だから、この会社が再開したとしても、二度と勤めよう!なんて思わないし、正当に貰えるものはもらっておこうと考えます。

タクシー会社にとって、最大の資産は「車両」です。
この代表、増車申請を繰り返してきましたが、特措法に阻まれて何度も跳ね返されてきました。
それならばと、協会の会長のやり方に習い、M&Aで実質的に増車を図ってきました。
そして、この案件では、その最大の「資産」である、車両は残したまま、ドライバーだけ解雇したのです。

この代表であれば、タクシー業界への熱が冷めれば、その資産を売り払うのに躊躇いは持たないでしょう。
そうなる前に、正当に貰えるものはもらうと考えるのは当然のことだと思います。


個人タクシーを目指しているのであれば…

社会保険の加入期間が30日以上断絶してしまうと、様々な不利益が生じてしまいます。
ゴールデンウイークが近いこともあり、平日が少ないので、早く動かなければならない事態に追い込まれてしまったと思います。
断絶させない為の行動と、正当に貰えるものをもらう行動は、矛盾した動きになってしまうかもしれません。
私も、どうするのが正しいのか?ここに何かを書けないでいるもどかしさを感じています。
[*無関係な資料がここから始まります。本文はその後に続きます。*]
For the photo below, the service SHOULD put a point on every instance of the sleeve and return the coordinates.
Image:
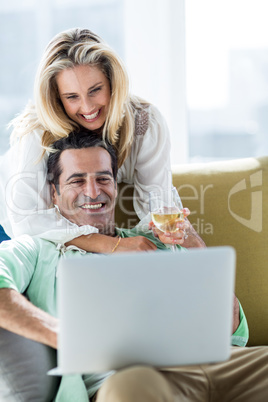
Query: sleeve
(17, 263)
(151, 156)
(27, 195)
(240, 336)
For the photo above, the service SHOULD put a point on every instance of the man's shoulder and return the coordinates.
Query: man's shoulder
(25, 242)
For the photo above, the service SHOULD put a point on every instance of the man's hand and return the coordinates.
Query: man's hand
(20, 316)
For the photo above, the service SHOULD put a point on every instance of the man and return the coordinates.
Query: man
(82, 173)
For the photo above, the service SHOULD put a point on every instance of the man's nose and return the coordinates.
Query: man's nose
(91, 189)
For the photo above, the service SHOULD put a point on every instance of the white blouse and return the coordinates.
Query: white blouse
(25, 192)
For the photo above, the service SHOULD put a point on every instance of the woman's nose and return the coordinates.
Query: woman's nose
(87, 106)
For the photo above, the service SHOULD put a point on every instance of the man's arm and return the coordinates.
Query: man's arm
(20, 316)
(236, 318)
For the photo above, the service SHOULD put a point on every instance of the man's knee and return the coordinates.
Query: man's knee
(138, 383)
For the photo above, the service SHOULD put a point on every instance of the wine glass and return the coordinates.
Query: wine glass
(166, 210)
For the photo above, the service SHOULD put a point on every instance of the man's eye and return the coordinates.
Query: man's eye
(103, 179)
(75, 182)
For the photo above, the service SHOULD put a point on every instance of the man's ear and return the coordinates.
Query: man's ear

個人では解決できない問題を抱えたときは、労働問題に強い弁護士さんに相談する、その程度のことしかかけなくてごめんなさい。


まとめに変えて

会社都合による解雇の離職票が発行されてないらしい。
この一点を見ても、この代表に誠意の欠片も無いことは明らかです。
まずは、会社都合の離職票を発行させること。その圧力をかけることからではないでしょうか?

その上で、正当に貰えるものはちゃんともらう。
こんなご時勢だから会社も大変、そんな遠慮は要りません。

さらに、個々人での活動に限界を感じたら、会社と対峙できる産業別労働組合に相談するなり、弁護士さんに相談するなりするしか無いのが実情だと思います。
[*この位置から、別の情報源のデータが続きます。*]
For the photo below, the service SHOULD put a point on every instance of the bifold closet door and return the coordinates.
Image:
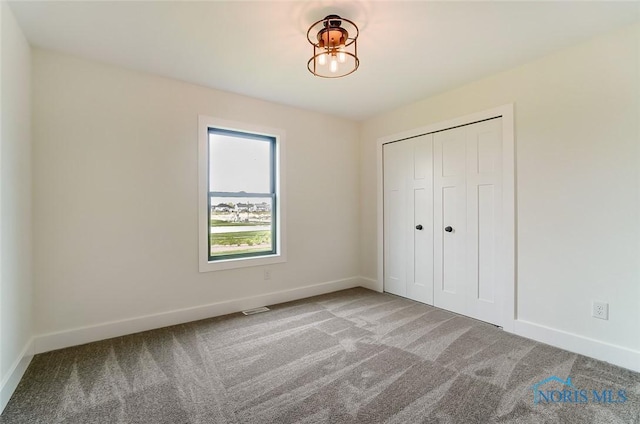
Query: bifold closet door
(467, 213)
(408, 218)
併せて、美談だと報じられているものを打ち消す努力を続けないと、次に続くところがでてきます。
それも、この代表以上に巧妙なやり方で…
それをさせないことも大切だと思っています。


追記
このエントリーはいつにも増して個人の意見だということを最後にお断りさせていただきます。
また、事実と違うことがあったら、それはひとえに私の情報収集力の無さ、文章力の無さに起因しているものです。
それも文末になりましたが、ご容赦いただけると幸いです。